= François Brassard =

Canadian musician

François Joseph Brassard (6 October 1908 in Métabetchouan – 26 April 1976 in Quebec City) was a Canadian ethnomusicologist, organist, composer and music teacher.

Brassard studied piano with Rolland-Georges Gingras, organ with Omer Létourneau and harmony with Robert Talbot. As a scholarship student of the Académie de musique du Québec he was a student of Léo-Pol Morin and Claude Champagne in Montreal in 1930. He finished his training in 1933–34 in Paris with Albert Bertelin and Guy de Lioncourt and in 1935 at London's Royal College of Music with Ralph Vaughan Williams.

Brassard was an organist from 1930 to 1970 at the Church of Saint-Dominique in Jonquière, (Quebec). Starting in 1940, he collected more than 1200 French-Canadian folksongs on journeys throughout Canada, and published a series of articles and essays. His arrangements were broadcast in two series on CBC Radio.
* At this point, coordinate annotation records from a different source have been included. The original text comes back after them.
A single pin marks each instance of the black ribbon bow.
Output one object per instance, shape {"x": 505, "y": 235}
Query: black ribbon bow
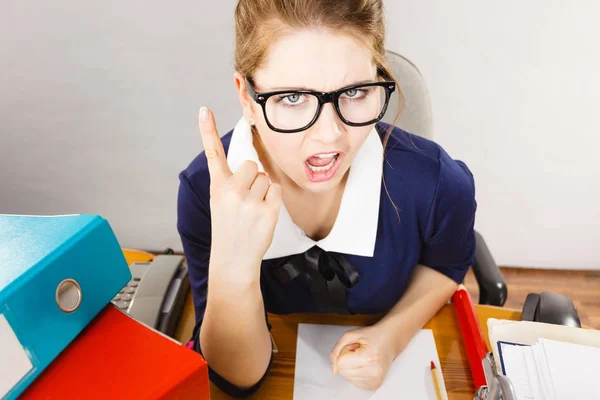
{"x": 328, "y": 275}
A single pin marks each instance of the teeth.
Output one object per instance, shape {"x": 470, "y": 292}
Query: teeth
{"x": 324, "y": 167}
{"x": 326, "y": 155}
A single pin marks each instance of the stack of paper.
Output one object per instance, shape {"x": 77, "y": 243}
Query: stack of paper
{"x": 551, "y": 370}
{"x": 408, "y": 378}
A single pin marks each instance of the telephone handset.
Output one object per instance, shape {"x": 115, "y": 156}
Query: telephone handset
{"x": 156, "y": 293}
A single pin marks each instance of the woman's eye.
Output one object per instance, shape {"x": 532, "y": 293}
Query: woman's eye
{"x": 291, "y": 99}
{"x": 355, "y": 94}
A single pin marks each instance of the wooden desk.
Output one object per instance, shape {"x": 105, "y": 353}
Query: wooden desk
{"x": 280, "y": 382}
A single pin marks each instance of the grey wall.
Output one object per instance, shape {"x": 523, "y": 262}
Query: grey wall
{"x": 99, "y": 101}
{"x": 98, "y": 107}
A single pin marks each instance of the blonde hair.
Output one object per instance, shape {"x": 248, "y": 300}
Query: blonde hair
{"x": 259, "y": 23}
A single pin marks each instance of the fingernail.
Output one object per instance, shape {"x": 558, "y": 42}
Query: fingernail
{"x": 203, "y": 114}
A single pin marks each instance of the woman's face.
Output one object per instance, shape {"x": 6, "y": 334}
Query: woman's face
{"x": 318, "y": 158}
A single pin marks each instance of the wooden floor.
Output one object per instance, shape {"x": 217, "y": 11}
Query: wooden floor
{"x": 583, "y": 287}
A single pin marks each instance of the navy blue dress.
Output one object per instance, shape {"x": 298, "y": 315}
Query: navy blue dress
{"x": 429, "y": 222}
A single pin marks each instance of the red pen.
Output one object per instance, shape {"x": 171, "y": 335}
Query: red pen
{"x": 471, "y": 334}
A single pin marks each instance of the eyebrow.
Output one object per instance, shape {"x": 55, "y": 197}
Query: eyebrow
{"x": 365, "y": 81}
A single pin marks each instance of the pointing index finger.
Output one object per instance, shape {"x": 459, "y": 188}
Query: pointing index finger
{"x": 213, "y": 147}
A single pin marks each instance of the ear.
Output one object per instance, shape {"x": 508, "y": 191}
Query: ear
{"x": 245, "y": 100}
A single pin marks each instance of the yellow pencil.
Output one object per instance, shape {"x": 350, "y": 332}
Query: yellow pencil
{"x": 436, "y": 382}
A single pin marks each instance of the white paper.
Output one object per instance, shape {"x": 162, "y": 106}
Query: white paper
{"x": 514, "y": 361}
{"x": 573, "y": 369}
{"x": 552, "y": 370}
{"x": 408, "y": 378}
{"x": 14, "y": 362}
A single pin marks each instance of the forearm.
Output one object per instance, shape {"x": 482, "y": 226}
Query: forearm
{"x": 427, "y": 292}
{"x": 234, "y": 337}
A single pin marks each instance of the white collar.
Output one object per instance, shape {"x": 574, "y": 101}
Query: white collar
{"x": 355, "y": 228}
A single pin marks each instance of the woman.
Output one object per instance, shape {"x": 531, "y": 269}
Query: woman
{"x": 311, "y": 204}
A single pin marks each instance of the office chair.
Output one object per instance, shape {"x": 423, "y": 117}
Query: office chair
{"x": 417, "y": 118}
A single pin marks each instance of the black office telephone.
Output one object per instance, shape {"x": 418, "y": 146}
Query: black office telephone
{"x": 551, "y": 308}
{"x": 155, "y": 295}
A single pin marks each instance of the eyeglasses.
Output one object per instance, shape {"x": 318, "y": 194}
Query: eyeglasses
{"x": 291, "y": 111}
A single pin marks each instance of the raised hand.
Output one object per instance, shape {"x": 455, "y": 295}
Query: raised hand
{"x": 244, "y": 210}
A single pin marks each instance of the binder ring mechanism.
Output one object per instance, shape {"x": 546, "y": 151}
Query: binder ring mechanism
{"x": 68, "y": 295}
{"x": 499, "y": 387}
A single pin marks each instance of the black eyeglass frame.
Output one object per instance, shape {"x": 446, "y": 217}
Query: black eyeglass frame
{"x": 323, "y": 98}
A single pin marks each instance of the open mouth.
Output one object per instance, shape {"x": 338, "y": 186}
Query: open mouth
{"x": 322, "y": 167}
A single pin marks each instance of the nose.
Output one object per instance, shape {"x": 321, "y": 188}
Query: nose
{"x": 329, "y": 127}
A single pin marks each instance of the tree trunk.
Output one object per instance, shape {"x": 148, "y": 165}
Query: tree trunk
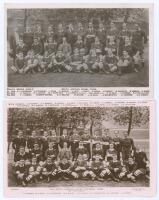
{"x": 130, "y": 120}
{"x": 25, "y": 19}
{"x": 126, "y": 16}
{"x": 91, "y": 132}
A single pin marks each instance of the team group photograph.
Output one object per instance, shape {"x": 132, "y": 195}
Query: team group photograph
{"x": 50, "y": 147}
{"x": 78, "y": 47}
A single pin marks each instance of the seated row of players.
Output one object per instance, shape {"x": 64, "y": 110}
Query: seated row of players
{"x": 69, "y": 158}
{"x": 94, "y": 51}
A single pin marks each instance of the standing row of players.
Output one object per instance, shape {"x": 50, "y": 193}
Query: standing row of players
{"x": 79, "y": 50}
{"x": 77, "y": 157}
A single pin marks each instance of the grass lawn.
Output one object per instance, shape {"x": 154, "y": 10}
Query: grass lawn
{"x": 80, "y": 183}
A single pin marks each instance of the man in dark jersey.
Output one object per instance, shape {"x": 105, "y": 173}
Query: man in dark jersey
{"x": 18, "y": 141}
{"x": 32, "y": 140}
{"x": 142, "y": 163}
{"x": 117, "y": 143}
{"x": 127, "y": 146}
{"x": 139, "y": 38}
{"x": 21, "y": 154}
{"x": 49, "y": 170}
{"x": 28, "y": 38}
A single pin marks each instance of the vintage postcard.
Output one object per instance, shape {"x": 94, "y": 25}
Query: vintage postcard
{"x": 79, "y": 51}
{"x": 84, "y": 149}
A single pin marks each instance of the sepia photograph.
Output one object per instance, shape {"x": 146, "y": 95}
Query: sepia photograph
{"x": 78, "y": 146}
{"x": 78, "y": 47}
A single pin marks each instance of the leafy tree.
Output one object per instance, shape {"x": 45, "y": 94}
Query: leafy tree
{"x": 131, "y": 116}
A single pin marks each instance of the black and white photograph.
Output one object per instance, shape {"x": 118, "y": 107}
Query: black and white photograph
{"x": 78, "y": 47}
{"x": 78, "y": 146}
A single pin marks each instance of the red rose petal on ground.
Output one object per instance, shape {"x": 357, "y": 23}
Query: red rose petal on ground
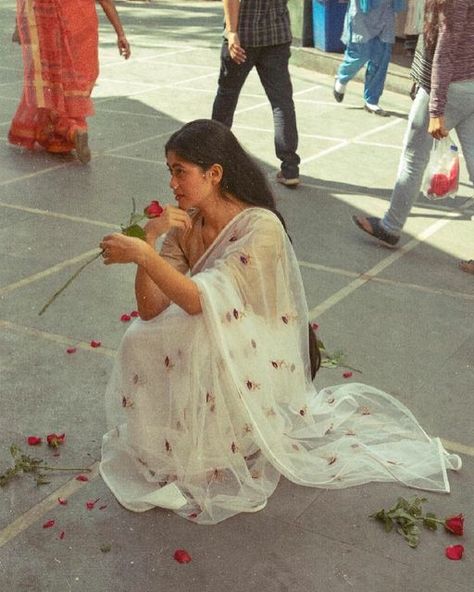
{"x": 90, "y": 504}
{"x": 33, "y": 440}
{"x": 55, "y": 440}
{"x": 454, "y": 552}
{"x": 182, "y": 556}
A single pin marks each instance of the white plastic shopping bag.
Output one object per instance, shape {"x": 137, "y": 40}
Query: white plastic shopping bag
{"x": 441, "y": 177}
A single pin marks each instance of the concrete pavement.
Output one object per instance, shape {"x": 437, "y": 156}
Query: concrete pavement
{"x": 403, "y": 317}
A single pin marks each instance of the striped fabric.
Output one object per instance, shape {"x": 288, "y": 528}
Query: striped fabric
{"x": 453, "y": 59}
{"x": 264, "y": 23}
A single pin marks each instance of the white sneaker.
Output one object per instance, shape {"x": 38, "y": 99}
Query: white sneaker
{"x": 287, "y": 181}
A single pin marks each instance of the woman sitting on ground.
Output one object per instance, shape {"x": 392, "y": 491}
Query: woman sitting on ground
{"x": 211, "y": 398}
{"x": 59, "y": 41}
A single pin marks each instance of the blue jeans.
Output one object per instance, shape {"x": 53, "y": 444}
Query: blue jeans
{"x": 376, "y": 54}
{"x": 271, "y": 63}
{"x": 418, "y": 143}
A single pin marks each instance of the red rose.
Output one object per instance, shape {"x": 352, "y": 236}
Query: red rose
{"x": 55, "y": 440}
{"x": 455, "y": 524}
{"x": 90, "y": 504}
{"x": 454, "y": 552}
{"x": 182, "y": 556}
{"x": 33, "y": 440}
{"x": 153, "y": 210}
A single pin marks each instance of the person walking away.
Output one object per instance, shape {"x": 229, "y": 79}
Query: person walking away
{"x": 258, "y": 34}
{"x": 59, "y": 41}
{"x": 369, "y": 35}
{"x": 443, "y": 69}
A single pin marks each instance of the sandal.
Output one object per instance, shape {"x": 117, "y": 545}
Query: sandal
{"x": 376, "y": 230}
{"x": 467, "y": 266}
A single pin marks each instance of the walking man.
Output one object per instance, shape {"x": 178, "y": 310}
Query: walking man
{"x": 258, "y": 33}
{"x": 369, "y": 35}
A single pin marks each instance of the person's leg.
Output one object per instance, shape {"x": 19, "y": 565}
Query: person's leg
{"x": 376, "y": 71}
{"x": 231, "y": 79}
{"x": 355, "y": 57}
{"x": 460, "y": 115}
{"x": 415, "y": 155}
{"x": 272, "y": 68}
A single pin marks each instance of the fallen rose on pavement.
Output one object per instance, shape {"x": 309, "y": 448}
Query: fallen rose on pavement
{"x": 182, "y": 556}
{"x": 455, "y": 524}
{"x": 454, "y": 552}
{"x": 55, "y": 440}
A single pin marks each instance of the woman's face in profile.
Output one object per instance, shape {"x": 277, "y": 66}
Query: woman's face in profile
{"x": 189, "y": 182}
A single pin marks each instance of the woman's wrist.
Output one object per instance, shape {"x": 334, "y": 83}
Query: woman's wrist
{"x": 144, "y": 253}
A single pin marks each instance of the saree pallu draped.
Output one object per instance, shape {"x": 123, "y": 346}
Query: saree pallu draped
{"x": 207, "y": 411}
{"x": 59, "y": 41}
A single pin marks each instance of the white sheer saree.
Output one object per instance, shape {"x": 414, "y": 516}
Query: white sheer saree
{"x": 207, "y": 411}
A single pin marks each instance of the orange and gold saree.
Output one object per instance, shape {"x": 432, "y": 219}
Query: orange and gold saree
{"x": 59, "y": 40}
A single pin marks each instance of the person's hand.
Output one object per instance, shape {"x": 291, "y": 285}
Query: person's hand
{"x": 118, "y": 248}
{"x": 437, "y": 128}
{"x": 124, "y": 47}
{"x": 171, "y": 217}
{"x": 16, "y": 36}
{"x": 236, "y": 51}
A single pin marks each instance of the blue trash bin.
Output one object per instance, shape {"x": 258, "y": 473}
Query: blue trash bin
{"x": 328, "y": 22}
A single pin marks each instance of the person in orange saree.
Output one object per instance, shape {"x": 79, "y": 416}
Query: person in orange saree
{"x": 59, "y": 40}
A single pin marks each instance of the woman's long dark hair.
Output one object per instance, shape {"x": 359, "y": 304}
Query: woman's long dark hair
{"x": 436, "y": 13}
{"x": 205, "y": 142}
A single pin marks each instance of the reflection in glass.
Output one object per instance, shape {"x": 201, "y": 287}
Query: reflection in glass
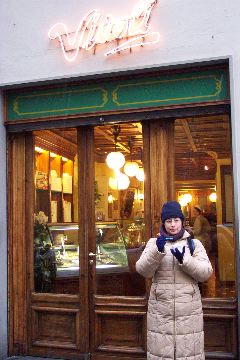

He also taught at Université Laval beginning in 1946 and worked at the folklore archives there. One of his notable pupils was composer Micheline Coulombe Saint-Marcoux.

His composition Panis angelicus won a prize in 1942 from the Société des musiciens d'église de la province de Québec. The concert hall of the Cégep de Jonquière was named Salle François Brassard in his honour in 1965.